Employing every genre stereotype/cliché imaginable, "Black and Blue" is the latest effort in the relatively young career of director Deon Taylor, whose past resume mostly consists of schlock crime thrillers ("The Intruder," "Supremacy," "Traffik," "Meet the Blacks") which involve racism, race-baiting, white slavery and/or white-on-black stalking. To call Taylor a master at "woke" socio-button-pushing would be giving him far too much credit. Clubbing people upside the head with your message doesn't take talent; being subtle and sneaking underneath their skin is far more impressive and is simply beyond Taylor's calling. From the very first scene it's abundantly clear Taylor and British screenwriter Peter A. Dowling ("Reasonable Doubt," "Flightplan") wish to establish the outrage factor and up it at every turn.

Having just recently returned to her native New Orleans after serving in Afghanistan, veteran-turned rookie beat cop Alicia West (Naomie Harris) -- while wearing a hoodie -- is roughed up and detained by a neighborhood patrolman during a morning jog. She is then given a half-hearted apology when it's revealed she's "blue" -- meaning also a police officer.

After being disrespected by her co-worker, West gets a bunch of lip and attitude from a hooker and her posse for merely interacting with the woman's son. Even though West recognizes the woman from years ago growing up and likely an old friend, West is treated by her like an enemy. It doesn't matter if you're black, being blue trumps everything. As we are to find out in short order everybody West comes into contact with is either a drug dealer, a gold-teeth crime lord or cops on the take.

By chance and only because she's doing her co-worker/partner a favor, West pulls a double shift and witnesses two narcs murdering a pair of gang-bangers. More importantly all of his is captured on her body-cam, a technology designed to make sure the police aren't up to no good while on the clock.

In an instant West becomes the target of not only every dirty cop in New Orleans but also the city's entire armed-to-the-gills underground community. With a sizable bounty on her head, West begs for the help of store clerk Milo (a beefy Tyrese Gibson) who reluctantly comes to her rescue. In this movie the only thing worse than being a black cop is a black man helping a black cop and Milo is now in even more danger than West.

For the English-born Harris, playing the lead in any movie probably seemed like a smart idea as she's now 43 years old and has spent her entire career playing supporting characters. Hollywood doesn't usually cast women over 30 as the lead in anything unless it is in a grandmotherly role. The thing is Harris is quite talented and was rightfully nominated for an Academy Award for playing a drug addicted mother in "Moonlight," co-starred as Winnie Mandela opposite Idris Elba in "Mandela: Long Walk to Freedom" and has appeared as the iconic Moneypenny character in the last three James Bond flicks and will do so a fourth time in next year's "No Time To Die." Harris has more than proven herself and deserves far better than such a low-rent, low-aspiration, blaxploitation B-film such as this.

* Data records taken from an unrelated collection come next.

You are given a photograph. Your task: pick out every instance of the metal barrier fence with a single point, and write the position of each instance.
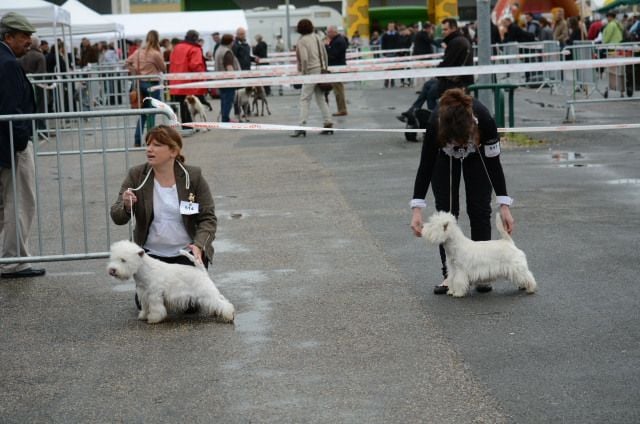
(78, 173)
(604, 81)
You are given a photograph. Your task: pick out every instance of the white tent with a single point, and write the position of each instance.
(40, 13)
(87, 21)
(176, 24)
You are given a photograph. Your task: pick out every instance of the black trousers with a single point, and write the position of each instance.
(445, 183)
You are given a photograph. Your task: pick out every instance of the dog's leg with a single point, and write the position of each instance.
(525, 281)
(215, 304)
(157, 310)
(459, 284)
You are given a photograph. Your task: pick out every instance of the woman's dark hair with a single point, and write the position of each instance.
(168, 136)
(456, 122)
(305, 27)
(226, 39)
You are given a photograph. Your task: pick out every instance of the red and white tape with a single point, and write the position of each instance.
(415, 73)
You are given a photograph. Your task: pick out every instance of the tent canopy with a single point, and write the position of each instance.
(87, 21)
(613, 4)
(40, 13)
(176, 24)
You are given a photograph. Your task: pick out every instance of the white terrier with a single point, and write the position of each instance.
(477, 261)
(161, 286)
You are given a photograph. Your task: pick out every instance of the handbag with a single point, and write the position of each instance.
(134, 94)
(324, 86)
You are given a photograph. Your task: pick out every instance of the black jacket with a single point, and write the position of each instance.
(16, 97)
(337, 51)
(457, 53)
(423, 43)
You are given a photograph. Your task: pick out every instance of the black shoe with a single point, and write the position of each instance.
(25, 273)
(440, 289)
(484, 288)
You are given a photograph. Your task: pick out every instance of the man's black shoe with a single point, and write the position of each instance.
(483, 288)
(25, 273)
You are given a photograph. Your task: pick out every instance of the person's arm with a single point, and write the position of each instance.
(490, 151)
(10, 104)
(206, 220)
(423, 176)
(121, 208)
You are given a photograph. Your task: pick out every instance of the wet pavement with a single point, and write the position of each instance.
(336, 317)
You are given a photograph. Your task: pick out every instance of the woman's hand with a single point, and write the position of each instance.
(129, 199)
(416, 222)
(507, 220)
(197, 253)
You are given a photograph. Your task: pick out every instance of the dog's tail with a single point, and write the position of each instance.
(198, 264)
(501, 230)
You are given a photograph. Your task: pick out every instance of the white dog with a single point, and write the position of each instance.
(477, 261)
(161, 286)
(196, 109)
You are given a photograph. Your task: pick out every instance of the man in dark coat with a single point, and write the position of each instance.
(337, 53)
(16, 148)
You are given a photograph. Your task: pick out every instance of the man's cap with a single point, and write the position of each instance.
(17, 22)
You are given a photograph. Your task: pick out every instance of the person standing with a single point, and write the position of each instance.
(311, 57)
(171, 202)
(337, 45)
(390, 40)
(16, 148)
(147, 60)
(261, 51)
(461, 140)
(242, 50)
(226, 61)
(186, 56)
(34, 62)
(423, 44)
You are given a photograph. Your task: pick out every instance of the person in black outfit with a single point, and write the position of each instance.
(461, 139)
(336, 45)
(458, 52)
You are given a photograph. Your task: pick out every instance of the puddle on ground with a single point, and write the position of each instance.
(566, 156)
(625, 181)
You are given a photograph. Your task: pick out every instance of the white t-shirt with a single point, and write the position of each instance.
(167, 234)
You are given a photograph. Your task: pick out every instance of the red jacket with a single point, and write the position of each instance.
(186, 57)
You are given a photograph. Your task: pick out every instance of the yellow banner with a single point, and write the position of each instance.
(358, 18)
(444, 9)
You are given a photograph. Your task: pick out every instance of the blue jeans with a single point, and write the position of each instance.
(226, 102)
(144, 92)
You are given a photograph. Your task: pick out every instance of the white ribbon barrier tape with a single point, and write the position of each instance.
(415, 73)
(276, 127)
(288, 57)
(291, 70)
(569, 128)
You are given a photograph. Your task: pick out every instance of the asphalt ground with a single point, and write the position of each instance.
(336, 317)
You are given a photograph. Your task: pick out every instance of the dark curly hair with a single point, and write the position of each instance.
(456, 122)
(305, 27)
(168, 136)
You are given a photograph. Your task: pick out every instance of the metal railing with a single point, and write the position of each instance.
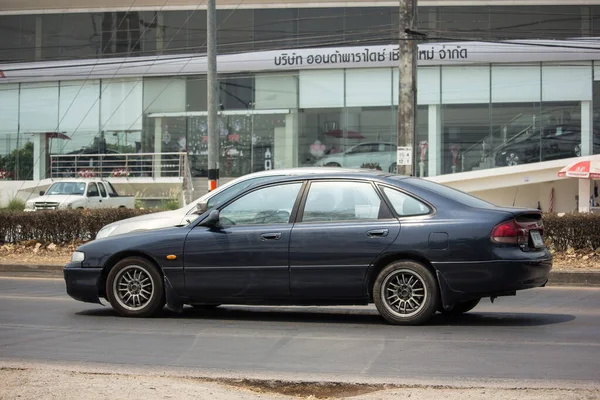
(116, 165)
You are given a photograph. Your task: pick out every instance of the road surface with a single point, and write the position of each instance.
(542, 334)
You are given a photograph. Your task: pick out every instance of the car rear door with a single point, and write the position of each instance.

Much can be said for former model/singer Gibson who, while not exactly a top flight actor, has made a minor fortune as secondary character Roman Pearce in five installments of "The Fast and the Furious" franchise. If Gibson wished to branch out he should have done so in a higher-quality action outing or perhaps an even smaller role in a prestige drama.

Given the current climate and irrational hatred and suspicion of law enforcement in all of its forms by far too many U.S. residents (citizens and non-citizens alike) releasing an inflammatory movie such as "Black and Blue" at this time was really a bonehead idea. It's also a good bet the Louisiana Film Commission might regret their decision to allow the production of a movie set in Orleans Parish which not only paints their public servants as monsters, it also portrays New Orleans largely as a rundown ghetto.

If you're a fan of Taylor's you'll be tickled to know he has four more projects slated to come out in the next year, There's a "Meet the Blacks" sequel, a horror flick and two more thrillers, one of which ("Fatale") is another dirty cop movie starring Hilary Swank as a spurned lover detective-turned-stalker.